New Holland (Dutch: Nieuw-Holland) is a historical European name for mainland Australia, which was discovered by Dutch navigator Willem Janszoon aboard Duyfken in 1606. The name was first applied to Australia in 1644 by the Dutch seafarer Abel Tasman, and for a time came to be applied in most European maps to the vaunted "Southern land" or Terra Australis even after its coastline was finally explored.
The continent of Antarctica, later named in the 1890s, was still in largely speculative form; it resumed the name Terra Australis (sometimes suffixed Non Cognita, lit. 'unknown'). Its existence had been speculated on in some maps since the 5th century, under the theory of "balancing hemispheres".

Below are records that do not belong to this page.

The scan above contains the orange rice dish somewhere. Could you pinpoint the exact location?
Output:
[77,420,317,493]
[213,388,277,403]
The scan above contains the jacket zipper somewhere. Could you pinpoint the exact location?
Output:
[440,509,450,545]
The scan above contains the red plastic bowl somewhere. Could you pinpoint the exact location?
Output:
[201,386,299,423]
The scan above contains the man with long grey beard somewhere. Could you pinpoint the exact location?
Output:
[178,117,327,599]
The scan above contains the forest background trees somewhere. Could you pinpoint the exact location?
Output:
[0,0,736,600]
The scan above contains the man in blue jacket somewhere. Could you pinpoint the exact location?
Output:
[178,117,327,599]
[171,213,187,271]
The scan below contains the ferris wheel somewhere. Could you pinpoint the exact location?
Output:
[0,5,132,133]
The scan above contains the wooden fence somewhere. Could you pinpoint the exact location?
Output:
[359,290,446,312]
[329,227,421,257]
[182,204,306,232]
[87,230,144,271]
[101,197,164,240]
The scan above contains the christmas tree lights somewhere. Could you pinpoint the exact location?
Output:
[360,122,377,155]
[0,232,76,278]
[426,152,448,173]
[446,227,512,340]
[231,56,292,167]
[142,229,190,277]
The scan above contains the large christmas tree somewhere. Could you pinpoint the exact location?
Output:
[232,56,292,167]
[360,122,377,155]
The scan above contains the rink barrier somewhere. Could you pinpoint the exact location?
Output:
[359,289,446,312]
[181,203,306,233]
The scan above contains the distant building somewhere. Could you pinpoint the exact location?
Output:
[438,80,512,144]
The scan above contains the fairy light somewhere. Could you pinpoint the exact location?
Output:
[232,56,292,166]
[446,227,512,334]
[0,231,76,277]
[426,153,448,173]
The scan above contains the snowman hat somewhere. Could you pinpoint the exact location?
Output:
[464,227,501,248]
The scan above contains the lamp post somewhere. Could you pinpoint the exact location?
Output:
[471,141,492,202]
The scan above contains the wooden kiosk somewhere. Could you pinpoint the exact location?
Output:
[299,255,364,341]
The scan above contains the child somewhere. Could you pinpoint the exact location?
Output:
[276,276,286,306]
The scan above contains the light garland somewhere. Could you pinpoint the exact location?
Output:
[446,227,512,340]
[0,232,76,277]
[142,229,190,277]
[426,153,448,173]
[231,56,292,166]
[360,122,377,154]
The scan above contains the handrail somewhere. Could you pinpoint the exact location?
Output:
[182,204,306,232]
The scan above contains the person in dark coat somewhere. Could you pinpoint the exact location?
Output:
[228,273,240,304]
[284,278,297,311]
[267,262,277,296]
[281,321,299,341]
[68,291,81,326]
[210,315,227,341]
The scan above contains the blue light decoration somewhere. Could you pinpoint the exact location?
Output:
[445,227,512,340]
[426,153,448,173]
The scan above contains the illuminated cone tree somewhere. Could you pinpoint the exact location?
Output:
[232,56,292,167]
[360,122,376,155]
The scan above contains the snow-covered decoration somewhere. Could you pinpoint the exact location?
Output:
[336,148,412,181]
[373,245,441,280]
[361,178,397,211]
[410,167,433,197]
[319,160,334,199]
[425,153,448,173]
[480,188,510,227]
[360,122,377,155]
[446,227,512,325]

Lieutenant James Cook, captain of HMS Endeavour, claimed the eastern portion of the Australian continent for the British Crown in 1770, naming it New South Wales. The British settlement of Sydney as a colony in 1788 prompted Britain to formally claim the east coast as New South Wales, leading to a search for a new collective name. New Holland was never settled by the Dutch people, whose colonial forces and buoyant population had a settled preference for the Dutch Cape Colony, Dutch Guyana, the Dutch East Indies, Dutch Ceylon and the Dutch West Indies.
New Holland continued to be used semi-officially and in popular usage as the name for the whole land mass until at least the mid-1850s.